Romoff Melissa, Brunette Madison, Peterson Melanie K, Hashmi Sohaib Z, Kim Michael S
Department of Orthopaedic Surgery, University of California, Irvine, School of Medicine, 101 The City Dr S, Pavilion 3, Building 29 A, Orange, CA, 92868, USA.
J Orthop Surg Res. 2025 May 28;20(1):531. doi: 10.1186/s13018-025-05955-1.
Patient education is crucial for informed decision-making. Current educational materials are often written at a higher grade level than the American Medical Association (AMA)-recommended sixth-grade level. Few studies have assessed the readability of orthopaedic materials such as American Academy of Orthopaedic Surgeons (AAOS) OrthoInfo articles, and no studies have suggested efficient methods to improve readability. This study assessed the readability of OrthoInfo spine articles and investigated the ability of large language models (LLMs) to improve readability.
A cross-sectional study analyzed 19 OrthoInfo articles using validated readability metrics (Flesch-Kincaid Grade Level and Reading Ease). Articles were simplified iteratively in three steps using ChatGPT, Gemini, and CoPilot. LLMs were prompted to summarize text, followed by two clarification prompts simulating patient inquiries. Word count, readability, and accuracy were assessed at each step. Accuracy was rated by two independent reviewers using a three-point scale (3 = fully accurate, 2 = minor inaccuracies, 1 = major inaccuracies). Statistical analysis included one-way and two-way ANOVA, followed by Tukey post-hoc tests for pairwise comparisons.

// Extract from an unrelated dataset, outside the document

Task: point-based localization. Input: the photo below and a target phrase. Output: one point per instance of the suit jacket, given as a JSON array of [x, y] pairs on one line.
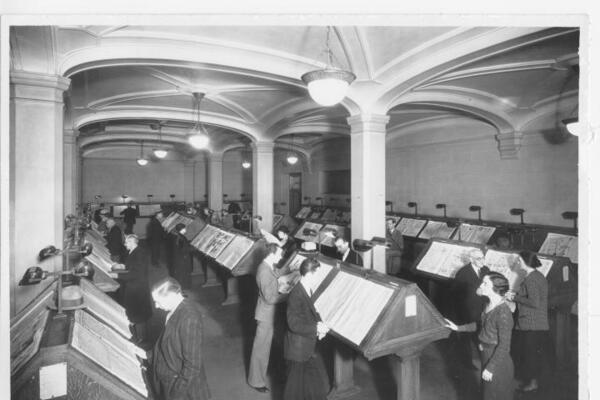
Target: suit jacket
[[469, 305], [136, 292], [396, 241], [154, 231], [353, 258], [114, 241], [268, 294], [178, 369], [301, 336], [129, 215]]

Baseline readability exceeded AMA recommendations, with a mean Flesch-Kincaid Grade Level of 9.5 and a Reading Ease score of 51.1. LLM summaries provided statistically significant improvement in readability, with the greatest improvements in the first iteration. All three LLMs performed similarly, though ChatGPT achieved statistically significant improvements in Reading Ease scores. Gemini incorporated appropriate disclaimers most consistently. Accuracy remained stable throughout, with no evidence of hallucination or compromise in content quality or medical relevance.

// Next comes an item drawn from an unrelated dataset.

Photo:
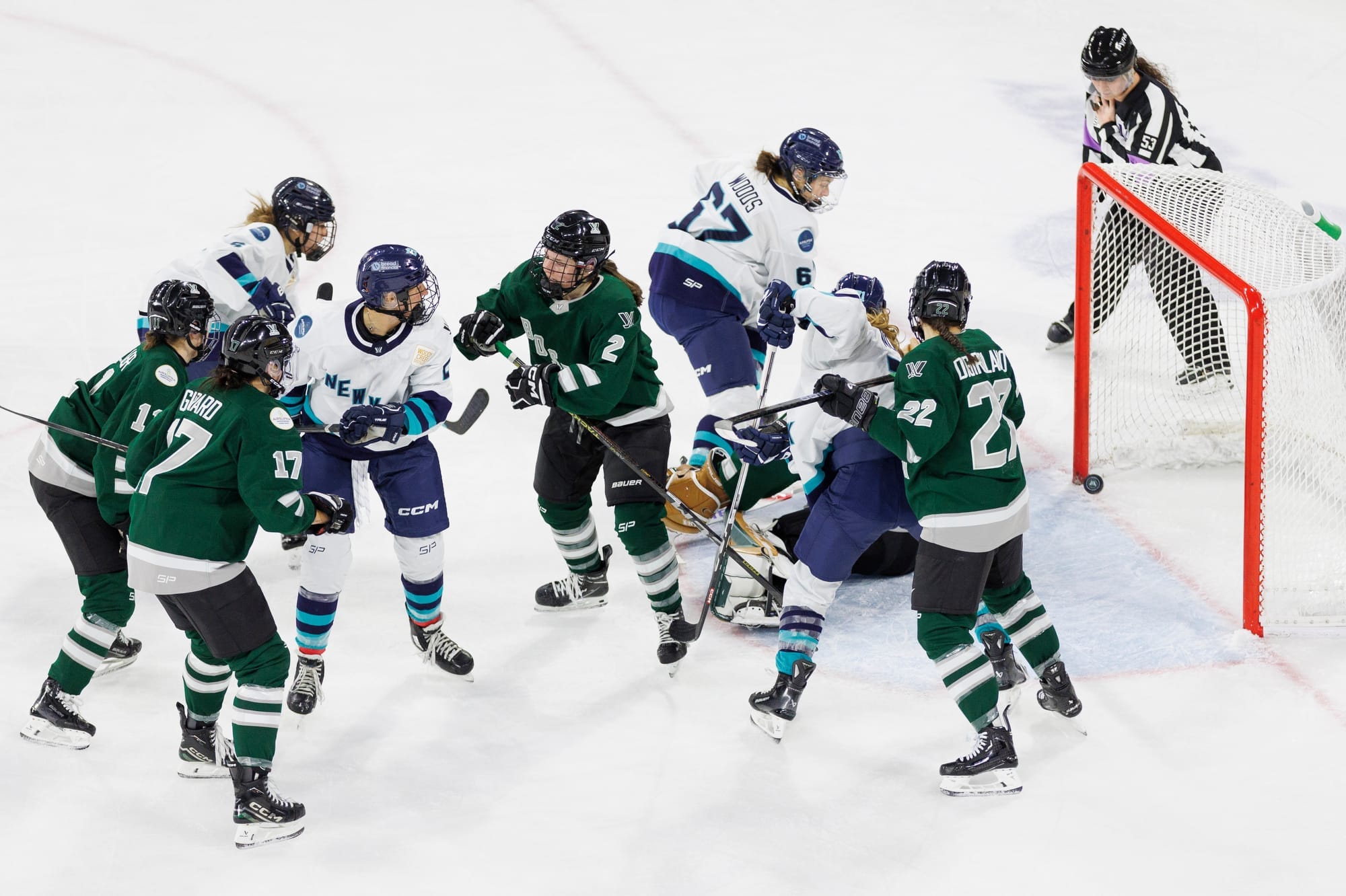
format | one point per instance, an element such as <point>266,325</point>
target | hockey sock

LLMs effectively simplify orthopaedic educational content by reducing grade levels, enhancing readability, and maintaining acceptable accuracy. Readability improvements were most significant in initial simplification steps, with all models performing consistently. These findings support the integration of LLMs into patient education workflows, offering a scalable strategy to improve health literacy, enhance patient comprehension, and promote more equitable access to medical information across diverse populations.
患者教育对于做出明智的决策至关重要。当前的教育材料通常以高于美国医学协会(AMA)推荐的六年级水平编写。很少有研究评估过诸如美国矫形外科医师学会(AAOS)的OrthoInfo文章等骨科材料的可读性,并且没有研究提出提高可读性的有效方法。本研究评估了OrthoInfo脊柱文章的可读性,并研究了大语言模型(LLMs)提高可读性的能力。

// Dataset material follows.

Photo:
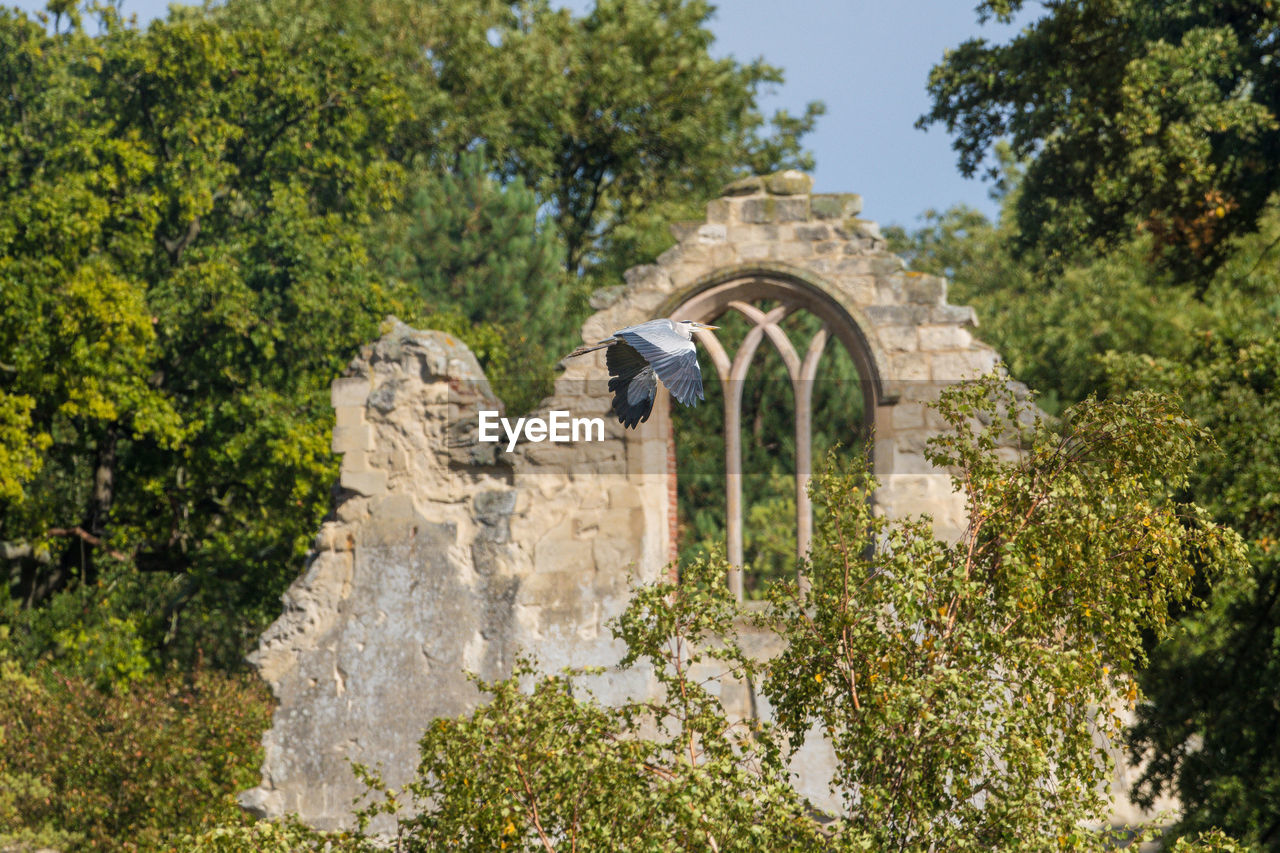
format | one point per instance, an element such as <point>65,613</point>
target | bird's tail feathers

一项横断面研究使用经过验证的可读性指标(弗莱施-金凯德年级水平和阅读简易度)分析了19篇OrthoInfo文章。使用ChatGPT、Gemini和CoPilot分三步对文章进行迭代简化。提示大语言模型总结文本,随后是两个模拟患者询问的澄清提示。在每个步骤中评估单词数、可读性和准确性。准确性由两名独立的评审员使用三点量表进行评分(3 = 完全准确,2 = 轻微不准确,1 = 严重不准确)。统计分析包括单向和双向方差分析,随后进行Tukey事后检验以进行成对比较。
基线可读性超过了AMA的建议,平均弗莱施-金凯德年级水平为9.5,阅读简易度得分为51.1。大语言模型的总结在可读性方面提供了具有统计学意义的改善,在第一次迭代中改善最为显著。所有三个大语言模型的表现相似,尽管ChatGPT在阅读简易度得分方面实现了具有统计学意义的改善。Gemini最始终如一地纳入了适当的免责声明。准确性在整个过程中保持稳定,没有出现幻觉或内容质量和医学相关性受损的迹象。
大语言模型通过降低年级水平、提高可读性和保持可接受的准确性有效地简化了骨科教育内容。在最初的简化步骤中,可读性的改善最为显著,所有模型的表现都很一致。这些发现支持将大语言模型整合到患者教育工作流程中,提供了一种可扩展的策略来提高健康素养、增强患者理解并促进不同人群更公平地获取医疗信息。